Wo waren Sie zuletzt?

Kurz vor dem ersten Lockdown im vergangenen Jahr war ich in Barcelona zu einer Buchvorstellung. Das ist oft ein wenig anstrengend, 30 Interviews in zwei Tagen. Aber manchmal kann man sich davonstehlen und ein paar Stunden durch die Stadt gehen. Ich habe wieder gesehen, wie lebendig, wie reich und wie vielfältig dieser wunderbare Kontinent ist. Mein größtes Europa-Erlebnis aber hatte ich tatsächlich mit Interrail-Tickets.

Wann waren Sie unterwegs?

Mit 18 und 19 Jahren bin ich zweimal einen Monat lang mit der Bahn durch ganz Europa gefahren und habe die Tickets jeweils bis zum letzten Tag ausgenutzt. Die Tage habe ich in den Städten verbracht und nachts im Zug auf dem Weg in die nächste Stadt geschlafen. Das waren großartige Reisen. Und die meisten Schaffner waren nett, vielleicht weil sie sich freuten, dass junge Leute durch ganz Europa fuhren.

Woran erinnern Sie sich noch?

An etwas, das es heute kaum noch gibt: die Unterschiede zwischen den Ländern.
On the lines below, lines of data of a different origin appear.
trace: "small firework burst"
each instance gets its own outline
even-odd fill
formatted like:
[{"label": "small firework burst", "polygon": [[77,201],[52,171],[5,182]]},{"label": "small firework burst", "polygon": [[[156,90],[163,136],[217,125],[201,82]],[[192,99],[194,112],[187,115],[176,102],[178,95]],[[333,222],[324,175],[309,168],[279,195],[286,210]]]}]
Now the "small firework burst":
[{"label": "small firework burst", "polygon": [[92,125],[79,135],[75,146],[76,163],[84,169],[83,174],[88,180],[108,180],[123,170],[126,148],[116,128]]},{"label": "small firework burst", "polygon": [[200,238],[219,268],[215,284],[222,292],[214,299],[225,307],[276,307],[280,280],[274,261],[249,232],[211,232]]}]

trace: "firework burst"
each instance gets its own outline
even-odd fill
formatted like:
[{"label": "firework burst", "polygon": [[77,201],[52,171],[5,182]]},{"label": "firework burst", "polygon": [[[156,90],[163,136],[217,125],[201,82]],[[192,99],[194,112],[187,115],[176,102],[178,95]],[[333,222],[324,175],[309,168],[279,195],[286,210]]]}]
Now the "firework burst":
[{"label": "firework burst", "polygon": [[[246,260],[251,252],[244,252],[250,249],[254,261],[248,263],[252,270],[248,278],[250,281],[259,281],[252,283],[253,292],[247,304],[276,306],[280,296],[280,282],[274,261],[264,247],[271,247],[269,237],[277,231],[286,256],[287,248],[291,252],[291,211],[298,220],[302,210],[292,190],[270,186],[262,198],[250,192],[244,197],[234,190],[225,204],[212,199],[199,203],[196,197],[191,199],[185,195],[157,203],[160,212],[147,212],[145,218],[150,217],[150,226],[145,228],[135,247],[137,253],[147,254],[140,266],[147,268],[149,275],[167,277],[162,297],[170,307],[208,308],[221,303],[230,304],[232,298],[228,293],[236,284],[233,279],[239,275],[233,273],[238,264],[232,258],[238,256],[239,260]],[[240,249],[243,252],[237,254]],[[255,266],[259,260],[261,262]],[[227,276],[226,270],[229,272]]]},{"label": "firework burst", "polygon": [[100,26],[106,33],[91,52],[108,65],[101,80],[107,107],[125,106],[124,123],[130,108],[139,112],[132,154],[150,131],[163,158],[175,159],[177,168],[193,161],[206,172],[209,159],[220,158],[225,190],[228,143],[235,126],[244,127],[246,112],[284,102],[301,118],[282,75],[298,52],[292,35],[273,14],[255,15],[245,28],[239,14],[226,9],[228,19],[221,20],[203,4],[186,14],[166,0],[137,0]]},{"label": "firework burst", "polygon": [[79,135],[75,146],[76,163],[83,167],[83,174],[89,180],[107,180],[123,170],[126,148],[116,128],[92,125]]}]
Damals gab es ganz verschiedene Waren in jedem Land, das Essen war noch völlig unbeeinflusst von anderen Ländern, selbst die Musik und die Kinofilme waren noch keine Einheitsware. Oder denken Sie daran, wie man sich plötzlich sehr reich fühlen konnte, wenn man Tausende Lire in Italien für sein weniges Geld in der Hand hielt. Heute scheint alles vereinheitlicht und überall verfügbar. Diese wilde Vielfalt damals, die mochte ich sehr.

ullstein bild/CARO Jandke
Ferdinand von Schirach 1996

Mit Verbrechen zum Erfolg

Geboren am 12. Mai 1964 in München. Nach der Scheidung der Eltern kommt Ferdinand von Schirach mit neun Jahren auf ein Jesuiteninternat.

Weil er befürchtet, als brotloser Künstler zu enden, studiert er Jura, wird Strafverteidiger.

Sein erstes Buch „Verbrechen“ wird ein großer Erfolg, ebenso „Schuld“ und „Strafe“. 2019 erscheinen die autobiografisch gefärbten Erzählungen „Kaffee und Zigaretten“, 2020 bringt von Schirach den Gesprächsband „Trotzdem“ mit Alexander Kluge heraus.

Auch sein Cousin ist Bestsellerautor: Benedict Wells, der seinen Namen offiziell ändern ließ, als Abgrenzung vom Großvater Baldur von Schirach, der als NS-Täter verurteilt wurde. Ferdinand von Schirach sagte der Tageszeitung „Die Welt“, er habe das Europa-Buch „auch aus der Verantwortung, die mit meinem Namen verbunden ist, geschrieben“.

Dieses Interview erschien erstmals in DB MOBIL 05/2021.